Leichter Zugang zur schweren Oper

Premiere für das neue Format „Große Oper klein“ der Wuppertaler Oper: Kinder werden übers Mitmachen an „Hänsel und Gretel“ herangeführt.

Foto: Anna Schwartz

Oper, das ist was für Erwachsene und was fürs Wochenende. Kann sein, muss aber nicht: Oper, das ist was für Kinder und was für den Alltag. Das neue Format „Große Oper klein“ der Wuppertaler Oper macht es möglich: Gestern und heute hat im großen Haus an der Kurt-Drees-Straße Engelbert Humperdincks Märchenspiel „Hänsel und Gretel“ in einer gekürzten Fassung für Schulen Premiere.
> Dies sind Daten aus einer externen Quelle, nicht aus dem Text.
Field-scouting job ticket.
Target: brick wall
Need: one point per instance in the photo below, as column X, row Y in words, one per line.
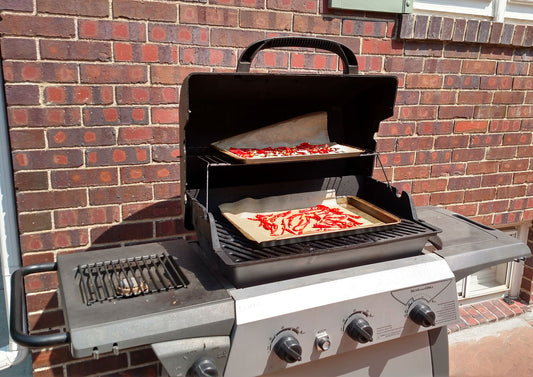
column 92, row 91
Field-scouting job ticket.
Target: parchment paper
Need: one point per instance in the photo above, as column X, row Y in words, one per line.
column 240, row 212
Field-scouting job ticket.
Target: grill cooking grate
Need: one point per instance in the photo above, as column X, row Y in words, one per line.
column 240, row 249
column 129, row 277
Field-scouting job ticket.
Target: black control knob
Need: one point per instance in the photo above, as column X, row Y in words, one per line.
column 288, row 349
column 359, row 329
column 421, row 314
column 203, row 367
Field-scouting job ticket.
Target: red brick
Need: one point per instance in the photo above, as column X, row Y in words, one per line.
column 122, row 232
column 111, row 30
column 442, row 97
column 434, row 128
column 473, row 97
column 43, row 117
column 462, row 82
column 514, row 165
column 117, row 156
column 84, row 177
column 27, row 139
column 86, row 216
column 17, row 5
column 207, row 56
column 364, row 28
column 395, row 159
column 59, row 138
column 18, row 48
column 41, row 282
column 499, row 153
column 417, row 112
column 94, row 8
column 297, row 6
column 404, row 173
column 47, row 159
column 35, row 201
column 17, row 25
column 500, row 179
column 95, row 116
column 207, row 15
column 522, row 83
column 165, row 115
column 127, row 95
column 454, row 112
column 471, row 154
column 182, row 34
column 265, row 20
column 171, row 75
column 423, row 81
column 240, row 3
column 30, row 181
column 429, row 185
column 166, row 153
column 33, row 222
column 381, row 47
column 504, row 125
column 463, row 183
column 482, row 167
column 139, row 10
column 470, row 126
column 113, row 74
column 479, row 67
column 118, row 195
column 163, row 191
column 432, row 157
column 510, row 192
column 165, row 135
column 22, row 94
column 314, row 24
Der Beweis, dass Oper viel mit Kindern zu tun hat. Und das nicht nur, weil sie keine Vorbehalte gegen gesungene Gespräche haben.

„Hallo Kinder, wisst ihr denn auch, wie das Stück heißt, das ihr hier seht?“, fragt die Hexe Rosina Leckermaul ins dunkle Zuschauerrund. Von dort schallt ein vielstimmiges „Hänsel und Gretel“ zurück. „Falsch. Dies ist die Geschichte von Rosina Leckermaul und den bösen Kindern, die sie in den Ofen gesteckt haben“, zischt sie schrill und unter großem Lachen des jungen Publikums zurück. Mehrere Schulklassen samt Lehrern und einigen weiteren Erwachsenen verfolgen aufmerksam das Geschehen auf der Bühne, das sich deutlich vom großen Vorbild unterscheidet, ohne wirklich anders zu sein.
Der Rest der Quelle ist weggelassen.